Officials in Atwater, a Central Valley California city that narrowly avoided bankruptcy last year, have proposed a half-cent sales tax specifically earmarked for public safety for the March 5 electoral ballot, according to the Merced Sun Star.

The sales tax measure will need a two-thirds majority to pass, because it targets a specific budget item.

It would expire after 10 years and is expected to raise $1 million.

The city of 28,000 has embarked on pay cuts and has laid off workers to close a $4 million general-fund budget gap, and cover deficits in the city’s water and sanitation funds, all of which contributed to the municipality’s financial crisis, according to the report.

Since 2008, the city has cut staff by nearly 30%.

The additional tax would increase Atwater’s sales tax to 8%, the same level as nearby Merced.

If it passes, the city manager would appoint an oversight committee for the tax.

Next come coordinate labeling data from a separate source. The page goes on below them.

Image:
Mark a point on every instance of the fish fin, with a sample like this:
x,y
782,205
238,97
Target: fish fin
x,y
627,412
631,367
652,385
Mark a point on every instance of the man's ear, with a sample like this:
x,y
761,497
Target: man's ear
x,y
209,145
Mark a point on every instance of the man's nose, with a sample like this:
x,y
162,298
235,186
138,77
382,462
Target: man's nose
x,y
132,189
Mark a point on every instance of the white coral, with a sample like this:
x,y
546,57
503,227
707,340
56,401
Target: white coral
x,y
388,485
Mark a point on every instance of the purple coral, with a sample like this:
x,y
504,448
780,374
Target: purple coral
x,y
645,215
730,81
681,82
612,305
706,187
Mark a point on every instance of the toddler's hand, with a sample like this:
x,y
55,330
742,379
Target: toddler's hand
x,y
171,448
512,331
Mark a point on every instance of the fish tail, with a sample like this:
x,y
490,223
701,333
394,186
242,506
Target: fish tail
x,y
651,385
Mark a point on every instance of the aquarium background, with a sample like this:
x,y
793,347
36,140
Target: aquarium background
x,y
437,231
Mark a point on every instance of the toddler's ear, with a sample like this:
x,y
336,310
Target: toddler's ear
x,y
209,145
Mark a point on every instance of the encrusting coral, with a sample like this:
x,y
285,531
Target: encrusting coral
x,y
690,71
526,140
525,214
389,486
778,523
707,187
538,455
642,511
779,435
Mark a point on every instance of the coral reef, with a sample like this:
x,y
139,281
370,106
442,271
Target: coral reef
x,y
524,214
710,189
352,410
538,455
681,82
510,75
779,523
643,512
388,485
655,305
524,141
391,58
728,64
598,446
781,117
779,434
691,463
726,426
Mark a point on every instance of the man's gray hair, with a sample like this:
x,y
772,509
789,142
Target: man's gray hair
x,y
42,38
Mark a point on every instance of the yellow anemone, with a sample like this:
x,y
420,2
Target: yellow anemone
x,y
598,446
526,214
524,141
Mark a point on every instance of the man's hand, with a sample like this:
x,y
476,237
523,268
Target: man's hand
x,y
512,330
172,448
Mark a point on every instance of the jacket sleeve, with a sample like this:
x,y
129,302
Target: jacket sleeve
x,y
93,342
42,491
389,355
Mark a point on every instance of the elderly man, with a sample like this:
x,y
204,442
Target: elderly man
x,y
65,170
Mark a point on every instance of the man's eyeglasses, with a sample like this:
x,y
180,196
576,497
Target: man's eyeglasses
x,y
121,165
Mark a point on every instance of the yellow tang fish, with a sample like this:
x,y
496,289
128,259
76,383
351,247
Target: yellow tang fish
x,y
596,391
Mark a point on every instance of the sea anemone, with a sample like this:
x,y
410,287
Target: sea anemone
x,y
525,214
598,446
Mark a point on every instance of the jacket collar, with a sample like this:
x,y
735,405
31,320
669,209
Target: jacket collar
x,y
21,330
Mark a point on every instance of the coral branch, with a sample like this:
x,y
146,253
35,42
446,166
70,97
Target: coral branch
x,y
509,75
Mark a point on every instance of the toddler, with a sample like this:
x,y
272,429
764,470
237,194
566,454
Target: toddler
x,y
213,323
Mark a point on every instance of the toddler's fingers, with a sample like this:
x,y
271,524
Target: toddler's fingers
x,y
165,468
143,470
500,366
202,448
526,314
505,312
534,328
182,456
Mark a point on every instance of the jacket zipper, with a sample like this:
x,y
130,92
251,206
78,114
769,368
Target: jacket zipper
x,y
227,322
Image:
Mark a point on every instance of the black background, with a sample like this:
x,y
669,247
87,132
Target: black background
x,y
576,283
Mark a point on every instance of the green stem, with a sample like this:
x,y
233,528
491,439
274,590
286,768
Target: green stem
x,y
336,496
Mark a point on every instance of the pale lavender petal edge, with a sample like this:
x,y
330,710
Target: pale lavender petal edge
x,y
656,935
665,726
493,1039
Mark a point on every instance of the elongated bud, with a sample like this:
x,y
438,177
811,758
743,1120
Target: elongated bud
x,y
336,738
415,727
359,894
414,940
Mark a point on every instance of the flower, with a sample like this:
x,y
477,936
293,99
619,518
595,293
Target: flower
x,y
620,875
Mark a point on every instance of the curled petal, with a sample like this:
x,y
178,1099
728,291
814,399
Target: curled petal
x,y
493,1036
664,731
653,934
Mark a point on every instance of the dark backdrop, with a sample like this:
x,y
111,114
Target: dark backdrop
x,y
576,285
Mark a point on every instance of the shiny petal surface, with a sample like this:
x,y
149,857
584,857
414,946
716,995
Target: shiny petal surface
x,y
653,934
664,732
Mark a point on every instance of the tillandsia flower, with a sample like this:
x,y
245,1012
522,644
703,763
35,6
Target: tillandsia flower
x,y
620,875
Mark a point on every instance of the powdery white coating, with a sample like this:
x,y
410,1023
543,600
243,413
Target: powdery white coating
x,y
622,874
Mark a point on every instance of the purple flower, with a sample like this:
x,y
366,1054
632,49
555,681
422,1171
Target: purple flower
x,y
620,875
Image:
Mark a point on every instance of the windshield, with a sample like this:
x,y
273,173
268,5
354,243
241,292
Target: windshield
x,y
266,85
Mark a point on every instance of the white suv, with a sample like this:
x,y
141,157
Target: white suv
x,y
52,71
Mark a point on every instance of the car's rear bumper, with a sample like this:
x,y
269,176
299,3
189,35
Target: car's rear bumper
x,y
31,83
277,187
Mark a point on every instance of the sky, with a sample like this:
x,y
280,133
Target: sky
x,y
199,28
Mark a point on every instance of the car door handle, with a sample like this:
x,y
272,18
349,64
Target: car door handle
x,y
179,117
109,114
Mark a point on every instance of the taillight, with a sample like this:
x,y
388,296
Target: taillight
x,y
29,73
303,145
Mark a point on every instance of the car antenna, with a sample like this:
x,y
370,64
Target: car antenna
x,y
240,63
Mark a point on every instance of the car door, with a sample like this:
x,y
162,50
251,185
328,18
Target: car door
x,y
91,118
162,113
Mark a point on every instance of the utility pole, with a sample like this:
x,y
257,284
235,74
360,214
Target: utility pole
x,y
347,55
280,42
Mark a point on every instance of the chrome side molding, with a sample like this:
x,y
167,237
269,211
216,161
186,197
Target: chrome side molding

According to Atwater’s fiscal 2011 audited financial report, the city has $94 million of outstanding debt that includes mostly tax-allocation bonds and wastewater revenue bonds.

In October 2012, Standard & Poor’s analysts downgraded its underlying rating on the Atwater Public Financing Authority’s wastewater revenue bonds to BBB-minus from A, and placed the rating on credit watch with negative implications.

Over the past decade similar tax measures passed in 219 California cities, according to the report.

The measures have a 49% passage rate.